The risk is sharper in 2026 agentic pipelines. A support agent may retrieve chunks, summarize them, call a billing tool, and write a final answer. If the first retrieval step loses the warranty condition, later steps can be technically valid and still act on incomplete evidence. Chunking therefore belongs in the reliability contract, alongside retrieval quality, grounding, and trace-level attribution.

How FutureAGI Handles Chunking

FutureAGI’s approach is to treat chunking as an observable retrieval-design decision, not a hidden preprocessing choice. In a typical workflow, an engineer imports product documentation into a RAG index with a specific splitter, overlap size, metadata schema, and document version. A LangChain or LlamaIndex service is instrumented with traceAI-langchain or traceAI-llamaindex, so each production trace keeps the query, retrieved chunk IDs, source document IDs, chunk text, generation output, and token fields such as llm.token_count.prompt.

The evaluator anchor is explicit: ChunkAttribution checks whether answer claims can be tied back to retrieved chunks, while ChunkUtilization checks whether the retrieved chunks were actually used by the model. Teams usually run both with ContextRelevance. If relevance is low, the retriever or index is not finding the right evidence. If relevance is high but utilization is low, the chunks may be too verbose, duplicated, or poorly ordered. If utilization is high but attribution fails, the model may be overgeneralizing from partial text.

Unlike a one-off Ragas notebook score, FutureAGI connects those measurements to trace cohorts, index versions, and release gates. A practical response is concrete: set a minimum ChunkAttribution threshold for regulated workflows, compare fail rate by splitter version, inspect the lowest-scoring chunks, then rerun a regression eval before rolling the new index to all traffic.

How to Measure or Detect Chunking

Use chunking metrics at both retrieval and answer time:

ChunkAttribution: scores whether the final answer can be traced to the retrieved chunks instead of unsupported model prose.
ChunkUtilization: scores whether the model used the retrieved chunks, which helps find oversized, noisy, or duplicated context.
Trace fields: store chunk ID, document ID, chunk rank, splitter version, overlap size, retrieved text, response, and llm.token_count.prompt.
Dashboard signals: monitor attribution fail rate by index version, context tokens per trace, p95 retrieval latency, and utilization by document type.
User proxy: correlate low scores with thumbs-down rate, human escalation rate, and comments like “source did not answer this.”

from fi.evals import ChunkAttribution, ChunkUtilization

contexts = ["Refunds are allowed within 30 days for annual plans."]
answer = "Annual-plan customers can request a refund within 30 days."

attribution = ChunkAttribution().evaluate(response=answer, contexts=contexts)
utilization = ChunkUtilization().evaluate(response=answer, contexts=contexts)
print(attribution.score, utilization.score)

Common Mistakes

Splitting by fixed tokens only.

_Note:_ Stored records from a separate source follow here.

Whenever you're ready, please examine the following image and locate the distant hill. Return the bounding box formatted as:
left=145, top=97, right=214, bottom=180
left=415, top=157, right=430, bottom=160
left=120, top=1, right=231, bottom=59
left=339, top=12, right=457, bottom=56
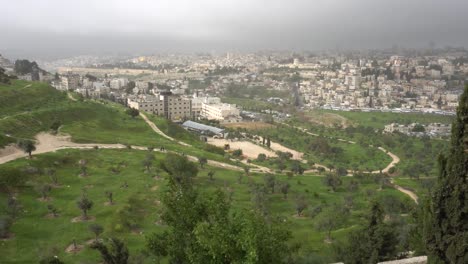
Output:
left=0, top=54, right=14, bottom=70
left=0, top=80, right=167, bottom=148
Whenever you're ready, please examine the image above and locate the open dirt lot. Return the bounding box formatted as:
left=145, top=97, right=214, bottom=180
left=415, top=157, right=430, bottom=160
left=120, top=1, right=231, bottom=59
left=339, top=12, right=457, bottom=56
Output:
left=224, top=122, right=273, bottom=130
left=208, top=138, right=276, bottom=159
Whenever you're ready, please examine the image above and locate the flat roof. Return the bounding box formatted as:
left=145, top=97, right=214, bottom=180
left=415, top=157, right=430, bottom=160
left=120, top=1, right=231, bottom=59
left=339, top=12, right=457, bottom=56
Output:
left=182, top=120, right=224, bottom=134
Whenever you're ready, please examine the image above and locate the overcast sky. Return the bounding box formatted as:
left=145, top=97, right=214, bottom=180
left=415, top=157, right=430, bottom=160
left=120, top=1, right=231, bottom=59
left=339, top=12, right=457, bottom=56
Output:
left=0, top=0, right=468, bottom=56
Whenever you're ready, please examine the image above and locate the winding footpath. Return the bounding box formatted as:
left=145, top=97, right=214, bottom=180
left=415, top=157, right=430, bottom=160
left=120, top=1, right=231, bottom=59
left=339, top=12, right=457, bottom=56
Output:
left=0, top=113, right=418, bottom=203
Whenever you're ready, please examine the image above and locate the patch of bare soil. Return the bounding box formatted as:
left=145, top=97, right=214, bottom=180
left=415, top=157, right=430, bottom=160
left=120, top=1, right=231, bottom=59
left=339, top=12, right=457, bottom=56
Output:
left=292, top=214, right=307, bottom=219
left=0, top=233, right=15, bottom=241
left=85, top=238, right=103, bottom=246
left=45, top=214, right=60, bottom=219
left=71, top=216, right=96, bottom=223
left=37, top=197, right=52, bottom=202
left=224, top=122, right=273, bottom=130
left=65, top=244, right=84, bottom=254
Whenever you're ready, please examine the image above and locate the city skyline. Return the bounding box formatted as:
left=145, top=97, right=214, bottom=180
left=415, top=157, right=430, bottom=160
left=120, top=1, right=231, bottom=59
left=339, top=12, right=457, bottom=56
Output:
left=0, top=0, right=468, bottom=57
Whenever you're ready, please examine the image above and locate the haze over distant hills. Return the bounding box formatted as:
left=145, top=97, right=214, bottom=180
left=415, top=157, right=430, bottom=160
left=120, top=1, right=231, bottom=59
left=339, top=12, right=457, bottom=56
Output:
left=0, top=0, right=468, bottom=58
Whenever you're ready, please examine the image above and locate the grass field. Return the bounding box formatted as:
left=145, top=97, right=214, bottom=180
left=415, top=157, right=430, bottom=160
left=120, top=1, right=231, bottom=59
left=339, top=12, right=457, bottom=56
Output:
left=309, top=110, right=453, bottom=129
left=259, top=125, right=391, bottom=171
left=0, top=149, right=411, bottom=263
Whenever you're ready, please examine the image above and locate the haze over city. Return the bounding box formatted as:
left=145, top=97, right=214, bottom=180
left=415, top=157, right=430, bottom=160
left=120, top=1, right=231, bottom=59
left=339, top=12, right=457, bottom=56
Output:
left=0, top=0, right=468, bottom=57
left=0, top=0, right=468, bottom=264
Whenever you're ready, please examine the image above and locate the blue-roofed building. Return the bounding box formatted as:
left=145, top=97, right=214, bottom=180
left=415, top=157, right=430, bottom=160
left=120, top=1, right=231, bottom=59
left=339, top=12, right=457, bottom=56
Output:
left=182, top=120, right=224, bottom=137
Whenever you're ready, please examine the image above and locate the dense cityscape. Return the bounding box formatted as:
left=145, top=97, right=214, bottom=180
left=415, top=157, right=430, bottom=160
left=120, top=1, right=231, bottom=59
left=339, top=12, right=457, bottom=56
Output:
left=0, top=0, right=468, bottom=264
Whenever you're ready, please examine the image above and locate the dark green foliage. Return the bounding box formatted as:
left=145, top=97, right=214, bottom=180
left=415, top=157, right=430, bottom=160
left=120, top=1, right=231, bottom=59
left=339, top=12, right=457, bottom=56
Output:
left=125, top=108, right=140, bottom=118
left=203, top=144, right=224, bottom=155
left=336, top=202, right=399, bottom=264
left=160, top=153, right=198, bottom=184
left=0, top=215, right=13, bottom=238
left=425, top=85, right=468, bottom=263
left=257, top=153, right=267, bottom=162
left=0, top=67, right=11, bottom=84
left=413, top=124, right=426, bottom=132
left=88, top=224, right=104, bottom=241
left=39, top=256, right=65, bottom=264
left=91, top=238, right=129, bottom=264
left=147, top=158, right=290, bottom=263
left=14, top=60, right=39, bottom=75
left=0, top=168, right=29, bottom=193
left=232, top=149, right=242, bottom=158
left=18, top=139, right=36, bottom=158
left=323, top=173, right=342, bottom=191
left=50, top=120, right=62, bottom=133
left=76, top=193, right=93, bottom=220
left=198, top=157, right=208, bottom=169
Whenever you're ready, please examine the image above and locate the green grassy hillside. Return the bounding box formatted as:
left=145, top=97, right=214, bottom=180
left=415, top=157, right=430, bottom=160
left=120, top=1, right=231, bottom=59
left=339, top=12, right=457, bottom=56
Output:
left=0, top=81, right=175, bottom=147
left=0, top=149, right=412, bottom=263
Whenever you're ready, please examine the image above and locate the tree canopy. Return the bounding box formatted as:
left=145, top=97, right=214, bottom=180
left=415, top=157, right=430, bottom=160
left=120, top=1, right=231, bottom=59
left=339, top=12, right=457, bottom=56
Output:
left=425, top=85, right=468, bottom=263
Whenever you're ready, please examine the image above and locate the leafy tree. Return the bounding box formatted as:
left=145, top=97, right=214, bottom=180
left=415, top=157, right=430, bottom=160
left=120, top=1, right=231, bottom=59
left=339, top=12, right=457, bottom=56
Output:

Token windows ignore headings, tables, and policy clauses, so the answerable unit can be split across chunks.
Using maximum overlap everywhere. More overlap can raise storage cost, duplicate retrieval results, and crowd out distinct evidence from the context window.
Ignoring metadata. Chunk text without document version, section title, product, locale, or timestamp is hard to audit when attribution fails.
Optimizing retrieval recall alone. High recall with low ChunkUtilization means the model received evidence but could not use it effectively.
Changing the splitter without regression evals. Reindexing can move answer boundaries; run chunk-level tests before shipping a new corpus version.